Hotel Annalena - Florence



In 1571 the fortifications were destroyed, and with them also the convent. Two centuries later in 1791, the land where the old monastery stood, was purchased by the Marquis Tommaso Corsi, who hired the architect Giuseppe Manetti for the construction of a garden, the first example of a romantic garden in Florence, still known as "Il Annalena's Garden ". Around 1810, along via Romana, the architect Giuseppe Del Rosso built the building now known as "Casa di Annalena", inspired by the Neoclassicism then in vogue.
Hotel Annalena - Florence
Hotel Annalena - Florence
Hotel Annalena - Florence



In 1820 the building was purchased by the French army general Francesco MacDonald, former Minister of War of the Kingdom of the Two Sicilies.

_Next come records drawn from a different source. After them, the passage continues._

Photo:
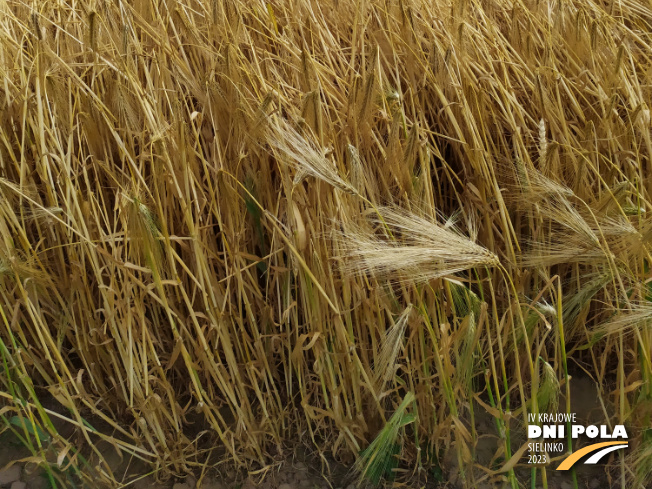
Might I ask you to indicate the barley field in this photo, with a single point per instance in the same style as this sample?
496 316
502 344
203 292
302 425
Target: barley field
384 231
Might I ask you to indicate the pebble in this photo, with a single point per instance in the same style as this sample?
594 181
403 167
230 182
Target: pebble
182 485
7 476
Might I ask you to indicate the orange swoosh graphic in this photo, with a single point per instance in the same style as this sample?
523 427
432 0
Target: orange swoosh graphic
571 459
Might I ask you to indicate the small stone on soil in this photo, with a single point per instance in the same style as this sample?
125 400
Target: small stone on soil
182 485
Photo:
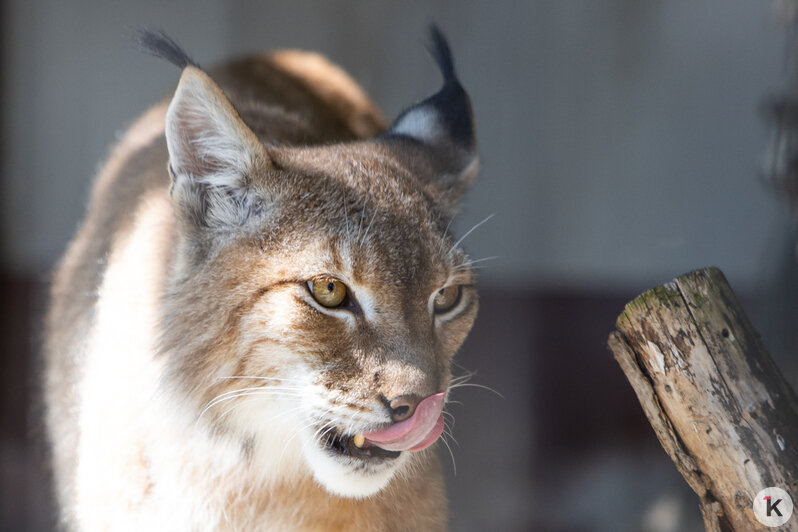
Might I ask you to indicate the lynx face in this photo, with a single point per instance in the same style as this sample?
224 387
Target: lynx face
317 299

The general enlarged the building, and then lived there with Carolina Bonaparte, Napoleon's sister.

In 1919, the first and second floors were transformed into a hotel by the Calastrini Rossoni family under the "Pensione Annalena" sign, quickly becoming a reference point for travelers and foreigners, poets and musicians.

The sculptor Olinto Calastrini, husband of the managers' daughter, lived there in the 1920s and practiced his art in the rooms of the pension.

Over the following decades, the Nobel laureate Eugenio Montale, the writers Jacques Bertion and Carlo Levi who stayed there in the 40s and wrote here several passages of his "Christ stopped at Eboli", as well as the director of the Metropolitan, stayed at Casa Annalena Museum of Art in New York Francis Henry Taylor.

Hotel Annalena - Florence
Hotel Annalena - Florence



Later in the years, Annalena Vittorio Gassman, Tognazzi and Luigi Dallapiccola, who lived there until his death in 1975, will descend to the Pensione Annalena.



Eugenio Montale often sojourned at Pensione Annalena where he met with his lover and muse Irma Brandeis, the Clizia of “The Occasions”.


It was here that he composed one of his most passionate lyric poems, “Interior-Exterior”: “...we are together on the veranda/ of ‘Annalena’/ combing through the rhymes of the venerable/ the pruritic John Donne...”.


He remembers his lover in his frequent letters: “always reclining/on the chaise longue/ on the veranda” (again in the Pensione Annalena) reading “lives of half-unknown saints / and baroque poets of poor reputation”.